Todo agente que sufra una enfermedad o discapacidad que le impida continuar con su actividad laboral puede iniciar el retiro transitorio por invalidez en ANSES. Ese beneficio tiene una duración de tres años.
Cumplidos los tres años, una evaluación médica determina si existe posibilidad de rehabilitación y reincorporación, o si la incapacidad persiste y el retiro se vuelve definitivo.

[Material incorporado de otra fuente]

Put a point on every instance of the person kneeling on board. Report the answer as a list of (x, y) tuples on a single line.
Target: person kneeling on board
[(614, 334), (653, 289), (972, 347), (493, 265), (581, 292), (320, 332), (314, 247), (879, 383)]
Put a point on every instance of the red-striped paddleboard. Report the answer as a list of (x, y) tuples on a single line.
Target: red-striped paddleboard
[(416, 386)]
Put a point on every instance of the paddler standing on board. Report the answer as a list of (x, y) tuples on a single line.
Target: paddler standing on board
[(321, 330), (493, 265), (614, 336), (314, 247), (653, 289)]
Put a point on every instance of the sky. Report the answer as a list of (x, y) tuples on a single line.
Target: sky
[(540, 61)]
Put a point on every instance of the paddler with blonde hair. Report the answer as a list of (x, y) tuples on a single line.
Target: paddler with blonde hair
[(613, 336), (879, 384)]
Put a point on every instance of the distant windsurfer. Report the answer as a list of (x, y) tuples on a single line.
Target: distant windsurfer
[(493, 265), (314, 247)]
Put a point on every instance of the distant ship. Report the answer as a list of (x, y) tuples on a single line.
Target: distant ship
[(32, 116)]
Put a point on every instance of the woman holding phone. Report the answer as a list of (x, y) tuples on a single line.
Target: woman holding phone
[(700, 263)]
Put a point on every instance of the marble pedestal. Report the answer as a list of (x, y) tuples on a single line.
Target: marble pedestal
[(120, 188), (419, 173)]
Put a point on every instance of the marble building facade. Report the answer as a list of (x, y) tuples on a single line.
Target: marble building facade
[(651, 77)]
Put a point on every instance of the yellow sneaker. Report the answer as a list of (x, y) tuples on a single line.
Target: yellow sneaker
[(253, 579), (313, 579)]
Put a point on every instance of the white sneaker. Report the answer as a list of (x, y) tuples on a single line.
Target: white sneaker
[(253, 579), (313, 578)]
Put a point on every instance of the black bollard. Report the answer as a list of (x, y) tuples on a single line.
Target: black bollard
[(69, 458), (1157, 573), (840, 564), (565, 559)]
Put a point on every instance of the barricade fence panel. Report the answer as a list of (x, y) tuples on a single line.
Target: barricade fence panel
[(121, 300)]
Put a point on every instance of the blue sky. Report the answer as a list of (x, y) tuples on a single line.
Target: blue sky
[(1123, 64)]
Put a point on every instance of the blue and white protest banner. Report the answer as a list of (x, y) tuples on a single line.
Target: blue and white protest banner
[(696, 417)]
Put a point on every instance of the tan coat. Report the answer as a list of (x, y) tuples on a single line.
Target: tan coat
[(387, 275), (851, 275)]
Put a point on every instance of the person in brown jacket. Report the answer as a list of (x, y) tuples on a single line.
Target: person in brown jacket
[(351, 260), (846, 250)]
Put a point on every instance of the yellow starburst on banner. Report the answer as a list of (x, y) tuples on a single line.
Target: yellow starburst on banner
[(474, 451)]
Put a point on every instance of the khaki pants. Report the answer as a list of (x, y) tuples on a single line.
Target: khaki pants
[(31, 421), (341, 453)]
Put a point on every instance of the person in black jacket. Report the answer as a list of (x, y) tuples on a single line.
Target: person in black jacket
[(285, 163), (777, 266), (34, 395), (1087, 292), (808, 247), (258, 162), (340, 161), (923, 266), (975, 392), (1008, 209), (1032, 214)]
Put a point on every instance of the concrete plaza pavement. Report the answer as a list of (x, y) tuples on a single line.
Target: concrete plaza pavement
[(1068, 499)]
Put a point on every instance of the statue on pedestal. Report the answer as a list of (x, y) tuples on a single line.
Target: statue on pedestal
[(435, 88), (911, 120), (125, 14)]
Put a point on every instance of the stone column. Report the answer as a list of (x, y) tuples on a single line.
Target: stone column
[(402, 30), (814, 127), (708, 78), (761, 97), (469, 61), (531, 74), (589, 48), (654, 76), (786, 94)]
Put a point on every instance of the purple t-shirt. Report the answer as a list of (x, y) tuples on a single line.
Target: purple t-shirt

Resultado de la evaluación
Si hay mejora
El agente puede reincorporarse al trabajo activo. Debe reintegrar la indemnización especial percibida; los 20 meses de sueldo no se devuelven, pero no se abonarán al momento del retiro definitivo.
Si la invalidez persiste
El retiro se transforma en definitivo y se mantiene hasta alcanzar la edad jubilatoria, conforme al artículo 50 de la Ley 24.241.
Detalle de cada supuesto
Reincorporación por mejora
Cuando la junta médica determina que el agente puede volver a trabajar, corresponde la reincorporación y el reintegro de la indemnización especial recibida.
Tratamiento de los 20 meses
Los 20 meses de sueldo no deben devolverse, pero tampoco se abonarán al momento del retiro definitivo.
Retiro definitivo
Si la incapacidad continúa, el beneficio se mantiene de forma definitiva hasta que el agente alcance la edad jubilatoria.
Referencia normativa
El carácter definitivo del retiro por invalidez, hasta alcanzar la edad jubilatoria, se rige por el artículo 50 de la Ley 24.241.
La indemnización y la continuidad se rigen por los artículos 24, 25, 26 y 27 del Convenio Colectivo de Trabajo (CCT).